- Senador Mark Warner e o representante Jim Himes pediram à Diretora de Inteligência Nacional, Tulsi Gabbard, que a explique por que esteve presente na operação do FBI em uma instalação eleitoral na Geórgia.
- Os parlamentares disseram estar preocupados com a ideia de autoridades de inteligência atuarem em assuntos internos, o que pode afetar privacidade e liberdades civis, destacando que a comunidade de inteligência deve se concentrar em ameaças externas.
- O FBI executou um mandado no Fulton County Election Hub and Operation Center, em Union City, local aberto em 2023, para buscar registros relacionados às eleições de 2020.
- Gabbard, ex-deputada democrata do Havaí, estava no local durante a ação. A presença ocorre em meio a alegações não comprovadas de fraude eleitoral amplamente divulgadas pelo então presidente Donald Trump.
- Warner e Himes afirmaram que esforços federais contra ameaças eleitorais estrangeiras devem ser comunicados ao público e às comissões de inteligência, ressaltando a necessidade de transparência.

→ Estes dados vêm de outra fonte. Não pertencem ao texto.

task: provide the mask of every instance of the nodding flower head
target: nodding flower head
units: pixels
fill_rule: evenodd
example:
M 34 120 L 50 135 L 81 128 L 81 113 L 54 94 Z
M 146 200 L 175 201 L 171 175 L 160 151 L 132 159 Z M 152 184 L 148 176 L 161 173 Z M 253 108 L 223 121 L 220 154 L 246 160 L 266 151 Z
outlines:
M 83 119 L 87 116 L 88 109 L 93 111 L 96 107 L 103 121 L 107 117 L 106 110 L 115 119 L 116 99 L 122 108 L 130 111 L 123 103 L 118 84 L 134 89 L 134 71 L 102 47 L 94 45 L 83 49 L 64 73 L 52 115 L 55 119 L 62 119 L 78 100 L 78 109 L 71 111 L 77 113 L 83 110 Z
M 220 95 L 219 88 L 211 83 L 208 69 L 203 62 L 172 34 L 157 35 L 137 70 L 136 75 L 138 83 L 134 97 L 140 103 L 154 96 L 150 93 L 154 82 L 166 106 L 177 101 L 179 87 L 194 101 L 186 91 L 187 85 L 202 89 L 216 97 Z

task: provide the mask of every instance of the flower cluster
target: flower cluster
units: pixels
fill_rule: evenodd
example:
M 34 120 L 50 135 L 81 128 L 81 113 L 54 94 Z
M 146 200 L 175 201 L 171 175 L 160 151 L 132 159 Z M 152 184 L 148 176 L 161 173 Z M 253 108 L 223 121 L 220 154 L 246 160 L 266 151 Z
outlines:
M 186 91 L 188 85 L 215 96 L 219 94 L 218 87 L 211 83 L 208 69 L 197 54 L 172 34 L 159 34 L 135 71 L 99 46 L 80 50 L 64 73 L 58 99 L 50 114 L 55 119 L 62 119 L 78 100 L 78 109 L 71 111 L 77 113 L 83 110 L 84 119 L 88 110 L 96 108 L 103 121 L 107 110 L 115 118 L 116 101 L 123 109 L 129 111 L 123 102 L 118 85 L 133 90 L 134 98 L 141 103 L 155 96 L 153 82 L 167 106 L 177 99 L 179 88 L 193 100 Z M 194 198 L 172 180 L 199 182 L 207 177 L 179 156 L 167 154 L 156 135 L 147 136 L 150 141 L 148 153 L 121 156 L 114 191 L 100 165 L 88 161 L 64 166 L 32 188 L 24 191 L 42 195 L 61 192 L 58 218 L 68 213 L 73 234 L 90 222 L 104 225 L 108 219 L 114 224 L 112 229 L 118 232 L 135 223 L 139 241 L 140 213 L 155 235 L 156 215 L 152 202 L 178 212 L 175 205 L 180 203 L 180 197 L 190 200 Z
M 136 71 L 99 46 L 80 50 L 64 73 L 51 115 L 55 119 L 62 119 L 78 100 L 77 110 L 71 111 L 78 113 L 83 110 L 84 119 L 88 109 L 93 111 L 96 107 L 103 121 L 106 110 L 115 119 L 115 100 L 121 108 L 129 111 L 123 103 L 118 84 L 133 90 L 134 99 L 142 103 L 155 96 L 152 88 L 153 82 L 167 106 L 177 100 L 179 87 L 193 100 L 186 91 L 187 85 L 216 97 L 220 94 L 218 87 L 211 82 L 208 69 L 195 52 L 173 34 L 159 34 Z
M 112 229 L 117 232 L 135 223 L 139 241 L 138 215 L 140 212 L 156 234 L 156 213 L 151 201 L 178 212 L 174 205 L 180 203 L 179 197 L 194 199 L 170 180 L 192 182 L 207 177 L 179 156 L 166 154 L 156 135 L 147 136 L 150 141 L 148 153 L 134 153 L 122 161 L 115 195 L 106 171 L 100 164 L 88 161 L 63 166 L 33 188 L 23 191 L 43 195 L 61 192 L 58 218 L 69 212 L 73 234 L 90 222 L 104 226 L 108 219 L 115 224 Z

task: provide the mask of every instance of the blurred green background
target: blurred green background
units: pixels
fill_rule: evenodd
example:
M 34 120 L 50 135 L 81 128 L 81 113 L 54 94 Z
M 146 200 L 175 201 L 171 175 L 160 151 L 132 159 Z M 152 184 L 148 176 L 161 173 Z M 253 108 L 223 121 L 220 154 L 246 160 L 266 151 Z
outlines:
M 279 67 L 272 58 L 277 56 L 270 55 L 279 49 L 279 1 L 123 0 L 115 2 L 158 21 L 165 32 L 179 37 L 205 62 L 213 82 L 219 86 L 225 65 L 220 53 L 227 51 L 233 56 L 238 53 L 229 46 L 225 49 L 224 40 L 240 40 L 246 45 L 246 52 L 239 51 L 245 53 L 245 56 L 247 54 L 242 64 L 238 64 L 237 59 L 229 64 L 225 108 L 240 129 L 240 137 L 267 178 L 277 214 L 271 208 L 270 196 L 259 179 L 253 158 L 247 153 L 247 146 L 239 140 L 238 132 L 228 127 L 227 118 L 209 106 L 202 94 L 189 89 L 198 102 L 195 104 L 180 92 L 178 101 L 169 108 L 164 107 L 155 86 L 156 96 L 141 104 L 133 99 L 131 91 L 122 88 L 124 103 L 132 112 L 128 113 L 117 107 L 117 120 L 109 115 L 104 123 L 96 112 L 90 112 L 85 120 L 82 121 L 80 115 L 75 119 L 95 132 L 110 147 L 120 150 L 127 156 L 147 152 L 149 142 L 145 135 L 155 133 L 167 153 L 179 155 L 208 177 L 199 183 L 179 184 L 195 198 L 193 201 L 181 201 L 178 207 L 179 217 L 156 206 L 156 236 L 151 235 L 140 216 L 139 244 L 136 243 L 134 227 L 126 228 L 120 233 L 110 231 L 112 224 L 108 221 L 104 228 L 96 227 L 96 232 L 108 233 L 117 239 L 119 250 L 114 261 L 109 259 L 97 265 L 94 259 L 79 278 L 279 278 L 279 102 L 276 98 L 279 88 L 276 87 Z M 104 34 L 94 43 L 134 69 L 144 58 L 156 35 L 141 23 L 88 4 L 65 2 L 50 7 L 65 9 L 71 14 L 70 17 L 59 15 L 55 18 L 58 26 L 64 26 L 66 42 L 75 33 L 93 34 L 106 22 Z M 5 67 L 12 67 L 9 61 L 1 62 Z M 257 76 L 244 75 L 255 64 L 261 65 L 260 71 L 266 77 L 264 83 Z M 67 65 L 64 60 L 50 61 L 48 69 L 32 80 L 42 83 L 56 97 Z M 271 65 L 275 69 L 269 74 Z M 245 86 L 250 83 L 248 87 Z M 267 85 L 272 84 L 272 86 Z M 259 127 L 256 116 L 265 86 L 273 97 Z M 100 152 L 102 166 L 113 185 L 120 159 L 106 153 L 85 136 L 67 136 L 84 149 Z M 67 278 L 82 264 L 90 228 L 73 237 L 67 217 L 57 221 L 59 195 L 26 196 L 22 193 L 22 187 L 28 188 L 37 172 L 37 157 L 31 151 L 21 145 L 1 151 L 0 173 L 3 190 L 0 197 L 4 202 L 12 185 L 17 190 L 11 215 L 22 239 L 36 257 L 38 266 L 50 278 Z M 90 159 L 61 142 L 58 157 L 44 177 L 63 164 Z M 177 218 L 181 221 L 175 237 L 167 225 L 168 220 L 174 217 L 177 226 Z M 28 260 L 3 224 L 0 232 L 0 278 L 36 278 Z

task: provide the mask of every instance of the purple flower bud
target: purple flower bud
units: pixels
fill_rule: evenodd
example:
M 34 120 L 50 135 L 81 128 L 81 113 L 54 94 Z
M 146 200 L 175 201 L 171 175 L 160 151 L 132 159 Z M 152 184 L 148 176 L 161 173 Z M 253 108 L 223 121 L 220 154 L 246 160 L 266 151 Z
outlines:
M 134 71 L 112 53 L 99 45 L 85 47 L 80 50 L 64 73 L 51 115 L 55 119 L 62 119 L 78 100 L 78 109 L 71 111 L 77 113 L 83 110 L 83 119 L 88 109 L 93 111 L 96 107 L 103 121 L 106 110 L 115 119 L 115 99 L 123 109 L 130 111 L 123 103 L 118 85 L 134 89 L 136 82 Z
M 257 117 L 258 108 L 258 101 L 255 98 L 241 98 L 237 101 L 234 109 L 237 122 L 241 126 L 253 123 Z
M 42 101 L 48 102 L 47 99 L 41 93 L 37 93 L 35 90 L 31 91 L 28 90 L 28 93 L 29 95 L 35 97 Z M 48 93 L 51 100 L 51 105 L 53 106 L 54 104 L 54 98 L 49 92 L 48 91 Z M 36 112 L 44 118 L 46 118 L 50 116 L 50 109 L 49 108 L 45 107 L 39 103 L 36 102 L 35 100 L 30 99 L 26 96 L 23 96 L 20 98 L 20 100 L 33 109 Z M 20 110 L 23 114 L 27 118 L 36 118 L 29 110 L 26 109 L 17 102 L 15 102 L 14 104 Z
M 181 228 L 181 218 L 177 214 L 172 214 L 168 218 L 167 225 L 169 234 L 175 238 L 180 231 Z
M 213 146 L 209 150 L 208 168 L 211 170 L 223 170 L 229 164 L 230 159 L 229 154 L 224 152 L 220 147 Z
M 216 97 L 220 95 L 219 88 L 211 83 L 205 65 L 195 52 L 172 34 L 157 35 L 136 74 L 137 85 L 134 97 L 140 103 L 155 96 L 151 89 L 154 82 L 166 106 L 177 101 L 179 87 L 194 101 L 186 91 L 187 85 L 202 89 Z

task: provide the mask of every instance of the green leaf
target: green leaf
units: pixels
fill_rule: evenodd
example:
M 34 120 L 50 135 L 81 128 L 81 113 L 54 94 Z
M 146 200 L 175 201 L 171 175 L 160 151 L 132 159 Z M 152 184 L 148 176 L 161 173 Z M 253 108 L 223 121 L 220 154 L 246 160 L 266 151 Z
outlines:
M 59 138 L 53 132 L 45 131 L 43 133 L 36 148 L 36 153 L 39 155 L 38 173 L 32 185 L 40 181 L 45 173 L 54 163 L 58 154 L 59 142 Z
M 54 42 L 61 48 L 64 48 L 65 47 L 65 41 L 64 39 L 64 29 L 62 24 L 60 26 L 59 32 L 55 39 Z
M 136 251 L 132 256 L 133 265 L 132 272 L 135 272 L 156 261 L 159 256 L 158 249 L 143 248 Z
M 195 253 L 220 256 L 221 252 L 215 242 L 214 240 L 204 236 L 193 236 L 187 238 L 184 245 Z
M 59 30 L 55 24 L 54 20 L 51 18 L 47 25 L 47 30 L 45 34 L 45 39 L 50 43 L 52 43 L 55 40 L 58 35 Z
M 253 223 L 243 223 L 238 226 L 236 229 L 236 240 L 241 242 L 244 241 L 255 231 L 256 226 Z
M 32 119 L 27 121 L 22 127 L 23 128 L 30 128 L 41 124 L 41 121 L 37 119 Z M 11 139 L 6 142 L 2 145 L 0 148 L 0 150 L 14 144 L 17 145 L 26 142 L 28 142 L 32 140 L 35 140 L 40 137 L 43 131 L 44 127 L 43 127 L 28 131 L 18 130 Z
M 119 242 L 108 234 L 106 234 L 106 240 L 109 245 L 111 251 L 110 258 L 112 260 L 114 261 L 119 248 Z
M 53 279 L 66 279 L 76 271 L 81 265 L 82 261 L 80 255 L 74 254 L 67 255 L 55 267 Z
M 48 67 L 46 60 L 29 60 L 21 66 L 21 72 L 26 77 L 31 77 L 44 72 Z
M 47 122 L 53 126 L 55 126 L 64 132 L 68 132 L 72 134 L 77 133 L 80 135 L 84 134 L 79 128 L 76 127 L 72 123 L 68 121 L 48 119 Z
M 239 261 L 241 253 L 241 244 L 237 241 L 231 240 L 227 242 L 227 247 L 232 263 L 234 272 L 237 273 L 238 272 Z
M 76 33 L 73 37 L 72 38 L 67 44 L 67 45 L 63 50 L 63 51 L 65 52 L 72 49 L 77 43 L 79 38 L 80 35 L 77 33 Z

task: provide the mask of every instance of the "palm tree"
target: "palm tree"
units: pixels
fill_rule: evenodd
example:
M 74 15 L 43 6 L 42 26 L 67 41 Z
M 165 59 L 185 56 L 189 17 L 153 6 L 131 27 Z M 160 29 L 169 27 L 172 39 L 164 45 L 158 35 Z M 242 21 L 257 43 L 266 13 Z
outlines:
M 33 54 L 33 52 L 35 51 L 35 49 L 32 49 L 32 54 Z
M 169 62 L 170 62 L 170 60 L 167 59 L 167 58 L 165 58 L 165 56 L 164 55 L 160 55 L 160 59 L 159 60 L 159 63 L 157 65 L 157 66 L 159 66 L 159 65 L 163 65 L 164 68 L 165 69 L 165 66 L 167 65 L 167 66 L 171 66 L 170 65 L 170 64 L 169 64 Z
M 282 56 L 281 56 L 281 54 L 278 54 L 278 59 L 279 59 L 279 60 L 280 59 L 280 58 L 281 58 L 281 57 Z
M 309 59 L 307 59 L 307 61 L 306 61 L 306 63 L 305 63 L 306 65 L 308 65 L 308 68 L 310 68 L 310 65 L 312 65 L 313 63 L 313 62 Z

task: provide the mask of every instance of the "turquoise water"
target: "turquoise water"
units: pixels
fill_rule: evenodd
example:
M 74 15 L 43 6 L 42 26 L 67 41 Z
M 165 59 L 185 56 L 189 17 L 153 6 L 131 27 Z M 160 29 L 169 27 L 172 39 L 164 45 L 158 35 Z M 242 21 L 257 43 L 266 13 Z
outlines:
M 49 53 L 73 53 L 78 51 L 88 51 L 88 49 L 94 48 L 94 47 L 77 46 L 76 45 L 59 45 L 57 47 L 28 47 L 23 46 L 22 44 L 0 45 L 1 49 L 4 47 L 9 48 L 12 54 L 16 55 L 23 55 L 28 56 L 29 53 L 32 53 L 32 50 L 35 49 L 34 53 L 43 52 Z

O alto escalão da inteligência dos EUA recebeu pedidos de transparência após a presença da Diretora de Inteligência Nacional, Tulsi Gabbard, durante uma operação do FBI em um centro eleitoral na Geórgia. Autoridades do Senado e da Câmara solicitaram que Gabbard explique por que esteve no local no dia anterior, ressaltando a importância de manter o escrutínio público sobre ações de segurança nacional em contexto doméstico.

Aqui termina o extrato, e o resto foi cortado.